Declarative relational test data as Spark DataFrames with referential integrity
Project description
rowsmyth
A blacksmith forges metal. A rowsmyth forges rows - mythical ones that exist only in your tests. rowsmyth is declarative relational test and seed data for Apache Spark: generate rows one at a time with real foreign-key integrity, then materialise ordinary DataFrames and temp views.
Install
uv add "rowsmyth[spark]"
# or
pip install "rowsmyth[spark]"
Requires Python 3.12+, PySpark 4.0+ and Java 17+ when running Spark locally.
The [spark] extra installs pyspark; omit it on Databricks or anywhere you
already have a compatible PySpark on the cluster (avoids version clashes):
uv add rowsmyth
# or
pip install rowsmyth
Java must be on your PATH or via JAVA_HOME when running Spark locally.
Quick start
from pyspark.sql import SparkSession
from pyspark.sql.types import LongType, StringType, StructField, StructType
from rowsmyth import declarative_base, variant
spark = SparkSession.builder.master("local[*]").getOrCreate()
Base = declarative_base()
class Role(Base):
__table_name__ = "roles"
__primary_key__ = ("id",)
__definition__ = StructType([
StructField("id", LongType(), False),
StructField("name", StringType(), False),
])
def generator(self, ctx):
return {
"id": ctx.sequence(),
"name": ctx.random.choice(["admin", "user", "guest"]),
}
class User(Base):
__table_name__ = "users"
__primary_key__ = ("id",)
__definition__ = StructType([
StructField("id", LongType(), False),
StructField("role_id", LongType(), False),
StructField("email", StringType(), False),
])
def generator(self, ctx):
return {
"id": ctx.sequence(),
"role_id": ctx.pool("roles", "id").choice(),
"email": ctx.faker.unique.ascii_email(),
}
@variant
def inactive(self, ctx):
return {"email": "inactive@example.com"}
with Base.dataset(spark, seed=42) as dataset:
admin = Role.create(name="admin")
user = Role.create(name="user")
users = User.factory().count(10).variant("inactive").create()
role_ids = {admin.id, user.id}
assert all(created_user.role_id in role_ids for created_user in users)
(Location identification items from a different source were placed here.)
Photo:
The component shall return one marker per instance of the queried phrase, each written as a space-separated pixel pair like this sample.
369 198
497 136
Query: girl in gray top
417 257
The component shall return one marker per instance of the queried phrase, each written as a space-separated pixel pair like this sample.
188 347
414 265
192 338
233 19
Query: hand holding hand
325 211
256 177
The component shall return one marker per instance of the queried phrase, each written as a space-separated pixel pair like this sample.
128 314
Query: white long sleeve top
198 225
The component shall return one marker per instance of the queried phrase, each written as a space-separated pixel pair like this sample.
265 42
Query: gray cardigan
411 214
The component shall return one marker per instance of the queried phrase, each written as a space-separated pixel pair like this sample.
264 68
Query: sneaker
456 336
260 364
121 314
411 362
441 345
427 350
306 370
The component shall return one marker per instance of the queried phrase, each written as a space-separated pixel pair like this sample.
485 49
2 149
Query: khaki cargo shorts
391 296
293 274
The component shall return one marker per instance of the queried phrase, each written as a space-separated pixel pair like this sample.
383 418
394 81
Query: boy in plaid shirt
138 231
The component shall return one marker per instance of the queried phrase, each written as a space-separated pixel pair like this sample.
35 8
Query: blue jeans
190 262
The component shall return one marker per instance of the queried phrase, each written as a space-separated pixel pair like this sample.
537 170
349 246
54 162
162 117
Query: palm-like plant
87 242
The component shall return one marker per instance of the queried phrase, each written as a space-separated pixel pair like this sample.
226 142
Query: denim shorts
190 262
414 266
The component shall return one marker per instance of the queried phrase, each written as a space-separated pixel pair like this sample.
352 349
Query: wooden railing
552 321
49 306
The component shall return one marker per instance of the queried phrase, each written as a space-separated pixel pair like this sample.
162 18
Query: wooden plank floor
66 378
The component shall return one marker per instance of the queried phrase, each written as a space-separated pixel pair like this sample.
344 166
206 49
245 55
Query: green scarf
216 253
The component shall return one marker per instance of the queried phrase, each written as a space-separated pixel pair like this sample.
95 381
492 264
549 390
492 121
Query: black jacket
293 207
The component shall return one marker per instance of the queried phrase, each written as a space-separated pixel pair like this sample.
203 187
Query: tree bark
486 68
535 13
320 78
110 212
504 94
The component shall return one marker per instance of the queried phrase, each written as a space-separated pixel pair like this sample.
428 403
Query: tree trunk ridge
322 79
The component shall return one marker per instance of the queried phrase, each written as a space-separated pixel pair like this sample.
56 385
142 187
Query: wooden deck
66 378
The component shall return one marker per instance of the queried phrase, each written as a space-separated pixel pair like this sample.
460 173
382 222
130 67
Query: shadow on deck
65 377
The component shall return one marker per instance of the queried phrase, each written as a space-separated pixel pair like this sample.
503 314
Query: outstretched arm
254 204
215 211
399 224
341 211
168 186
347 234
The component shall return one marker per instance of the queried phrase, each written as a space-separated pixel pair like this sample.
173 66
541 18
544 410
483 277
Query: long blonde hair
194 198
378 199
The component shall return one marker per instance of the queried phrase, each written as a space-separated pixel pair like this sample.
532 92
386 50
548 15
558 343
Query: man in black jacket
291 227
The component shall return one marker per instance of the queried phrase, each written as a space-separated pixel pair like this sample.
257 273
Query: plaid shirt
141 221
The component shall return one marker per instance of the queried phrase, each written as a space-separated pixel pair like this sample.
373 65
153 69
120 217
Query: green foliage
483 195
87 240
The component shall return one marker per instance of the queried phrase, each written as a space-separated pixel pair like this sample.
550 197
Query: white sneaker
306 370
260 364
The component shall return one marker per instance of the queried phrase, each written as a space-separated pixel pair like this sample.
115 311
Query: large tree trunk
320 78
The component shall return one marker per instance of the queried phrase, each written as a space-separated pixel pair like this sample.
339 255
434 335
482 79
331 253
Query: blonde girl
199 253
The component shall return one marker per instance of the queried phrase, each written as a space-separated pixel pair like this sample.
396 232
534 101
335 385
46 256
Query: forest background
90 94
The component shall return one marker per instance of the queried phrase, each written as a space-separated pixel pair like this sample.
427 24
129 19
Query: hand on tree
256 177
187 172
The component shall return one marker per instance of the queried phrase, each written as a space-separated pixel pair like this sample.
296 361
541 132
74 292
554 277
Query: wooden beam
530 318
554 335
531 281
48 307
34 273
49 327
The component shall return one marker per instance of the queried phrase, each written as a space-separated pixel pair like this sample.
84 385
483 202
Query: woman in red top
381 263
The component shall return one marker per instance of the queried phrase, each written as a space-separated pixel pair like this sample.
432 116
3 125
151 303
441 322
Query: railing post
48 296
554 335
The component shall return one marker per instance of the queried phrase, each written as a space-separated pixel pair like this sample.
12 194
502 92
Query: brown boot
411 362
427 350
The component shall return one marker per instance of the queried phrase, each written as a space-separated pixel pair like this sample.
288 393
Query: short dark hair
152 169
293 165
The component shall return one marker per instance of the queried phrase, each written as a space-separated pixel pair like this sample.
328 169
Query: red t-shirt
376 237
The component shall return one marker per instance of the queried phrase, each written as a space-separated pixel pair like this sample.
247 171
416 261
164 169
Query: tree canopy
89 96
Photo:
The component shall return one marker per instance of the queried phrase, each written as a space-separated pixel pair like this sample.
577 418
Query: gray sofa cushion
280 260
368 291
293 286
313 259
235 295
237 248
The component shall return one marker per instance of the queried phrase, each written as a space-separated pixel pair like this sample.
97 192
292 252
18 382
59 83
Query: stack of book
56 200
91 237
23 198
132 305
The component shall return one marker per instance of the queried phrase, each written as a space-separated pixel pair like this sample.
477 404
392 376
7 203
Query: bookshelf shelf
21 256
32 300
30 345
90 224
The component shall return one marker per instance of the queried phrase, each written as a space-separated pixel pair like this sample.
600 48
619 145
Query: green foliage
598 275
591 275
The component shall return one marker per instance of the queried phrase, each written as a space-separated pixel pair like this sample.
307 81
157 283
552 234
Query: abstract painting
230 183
users_df = dataset.dataframe("users")
# users_df is a DataFrame; temp view "users" is registered
Databricks Lakeflow
A Model subclass carries all the metadata your Lakeflow pipeline and Unity Catalog need - schema, comment, tags and data quality expectations - in one place.
Define a table
from pyspark.sql.types import LongType, StringType, StructField, StructType
from rowsmyth import declarative_base, variant
Base = declarative_base()
class Customer(Base):
__table_name__ = "customers"
__catalog__ = "main"
__schema__ = "commerce"
__comment__ = "One row per customer account"
__primary_key__ = ("id",)
__table_tags__ = {"layer": "silver", "pii": "true"}
__expectations__ = {
"id_not_null": "id IS NOT NULL",
"email_not_null": "email IS NOT NULL",
"valid_tier": "tier IN ('standard', 'premium')",
}
__definition__ = StructType([
StructField("id", LongType(), False),
StructField(
"email",
StringType(),
False,
metadata={
"comment": "Customer email, PII",
"tags": {"pii": "true", "classification": "restricted"},
},
),
StructField("tier", StringType(), False),
])
def generator(self, ctx):
return {
"id": ctx.sequence(),
"email": ctx.faker.unique.ascii_email(),
"tier": ctx.random.choices(["standard", "premium"], weights=[7, 3])[0],
}
@variant
def premium(self, ctx):
return {"tier": "premium"}
Lakeflow pipeline
Use the class attributes directly in your pipeline declaration:
from pyspark import pipelines as dp
from tables.customer import Customer
@dp.table(
name=Customer.__table_name__,
comment=Customer.__comment__,
schema=Customer.__definition__,
)
@dp.expect_all_or_fail(Customer.__expectations__)
def customers():
return spark.read.table("main.bronze.raw_customers")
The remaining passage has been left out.